Es cierto que Petro cultivó ciertas simpatías por esos regímenes en algún punto de su biografía, como muchos de su edad —los nacidos en los sesenta—, vio en bucle la entrada triunfal de los barbudos en La Habana por televisión. Pero en estas últimas elecciones se distanció de una manera contundente de esa generación de gobernantes que sacrificó temas como el medio ambiente, la democracia o los derechos humanos para implementar una sociedad socialista utópica. Él se ha alineado, o así lo ha dicho públicamente, con la nueva progresía que representa Gabriel Boric en Chile.

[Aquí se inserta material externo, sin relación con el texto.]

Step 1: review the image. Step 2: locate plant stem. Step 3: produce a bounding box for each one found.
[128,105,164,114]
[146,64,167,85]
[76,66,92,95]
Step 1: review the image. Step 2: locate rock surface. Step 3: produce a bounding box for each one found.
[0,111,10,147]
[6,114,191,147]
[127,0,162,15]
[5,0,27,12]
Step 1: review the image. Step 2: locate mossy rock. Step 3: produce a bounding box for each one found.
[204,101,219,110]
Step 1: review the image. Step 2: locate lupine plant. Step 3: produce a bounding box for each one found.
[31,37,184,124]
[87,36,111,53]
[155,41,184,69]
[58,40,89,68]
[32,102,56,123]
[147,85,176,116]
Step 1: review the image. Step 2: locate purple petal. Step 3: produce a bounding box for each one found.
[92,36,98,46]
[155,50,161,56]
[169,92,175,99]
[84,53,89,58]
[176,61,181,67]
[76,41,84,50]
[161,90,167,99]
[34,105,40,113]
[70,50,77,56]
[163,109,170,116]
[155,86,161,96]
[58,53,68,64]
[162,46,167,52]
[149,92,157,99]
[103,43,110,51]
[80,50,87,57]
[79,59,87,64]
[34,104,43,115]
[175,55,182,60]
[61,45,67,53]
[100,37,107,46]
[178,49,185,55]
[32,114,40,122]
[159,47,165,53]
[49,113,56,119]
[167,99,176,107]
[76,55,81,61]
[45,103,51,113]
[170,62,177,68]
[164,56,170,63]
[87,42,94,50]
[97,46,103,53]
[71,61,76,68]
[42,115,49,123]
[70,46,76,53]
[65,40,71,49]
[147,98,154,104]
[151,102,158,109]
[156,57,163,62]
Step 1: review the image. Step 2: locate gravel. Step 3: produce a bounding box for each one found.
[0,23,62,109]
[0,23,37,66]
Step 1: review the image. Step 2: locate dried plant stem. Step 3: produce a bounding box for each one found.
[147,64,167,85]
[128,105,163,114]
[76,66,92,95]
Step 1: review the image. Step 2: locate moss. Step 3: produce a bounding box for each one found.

Revelar que en medio de la campaña ya mantenía un contacto con Maduro hubiera resultado fatal. Sus enemigos lo hubieran triturado. El fantasma del Petro dictador, una idea expandida en los grupos de WhatsApp de todos los colombianos durante años, hubiera resurgido y podría haber dinamitado sus opciones. No fue así. De hecho, el asunto de Venezuela ni siquiera fue un tema relevante durante los debates entre candidatos. Todos estaban de acuerdo en lo esencial, que había que tender puentes con Caracas.
A los pocos días de ganar las elecciones, Petro puso a su mano derecha, Armando Benedetti, al frente de estas conversaciones. Lo comunicó con el contacto secreto y a partir de ahí las conversaciones fueron a varias bandas. El deshielo se hizo oficial la semana pasada, pero la realidad es que Petro y Maduro ya habían dado los primeros pasos de una nueva relación sin que nadie lo supiera.
Benedetti aceptó el encargo, aunque él albergara otras ambiciones. Un proceso abierto en su contra en la Corte Suprema pudo frenar sus opciones de formar parte del Gobierno. Nadie, por ahora, discute las decisiones de Petro, que ha puesto en marcha un plan claro: la búsqueda total de la paz. Un reto para un país que lleva años sumergido en la violencia. Venezuela es clave en ese trayecto, pues en su territorio opera el ELN, la última guerrilla colombiana, y el chavismo muestra simpatía por su causa.
Las conversaciones ya son públicas, pero ha quedado en evidencia que no van a resultar sencillas. Petro quería reabrir cuanto antes la frontera, Maduro no tiene ninguna prisa. Petro quiere comprar y manejar la empresa de fertilizantes Monómeros, propiedad de ambos países, pero el chavismo no se ha decidido todavía. En la distancia corta, el presidente de Venezuela, en el poder después de varios intentos de desestabilización y al frente de un país sumergido en un inmovilismo político que nadie sabe cómo destrabar, se muestra paciente.
Benedetti se reunió con él en su primera semana como embajador. Maduro llevó el peso de la conversación y se mostró contundente en algunos asuntos. Para aligerar el ambiente, eso sí, le dijo que sabía que él había hecho presidente a Petro. Benedetti, que no es precisamente un político de izquierdas, se unió a Petro tres años antes de las elecciones y se encargó de armar un proyecto alrededor de su figura. Pasó de ser un candidato con fama de individualista a liderar un movimiento cívico que quería transformar el país. Maduro le reconoció la astucia a Benedetti, ya sea porque lo piense de verdad o porque quisiera tocar su vanidad. O las dos cosas. El caso es que ya no necesitó de ninguna aplicación de mensajería privada ni de intermediarios en la sombra para hacerlo. Por fin, Venezuela y Colombia hablaban cara a cara.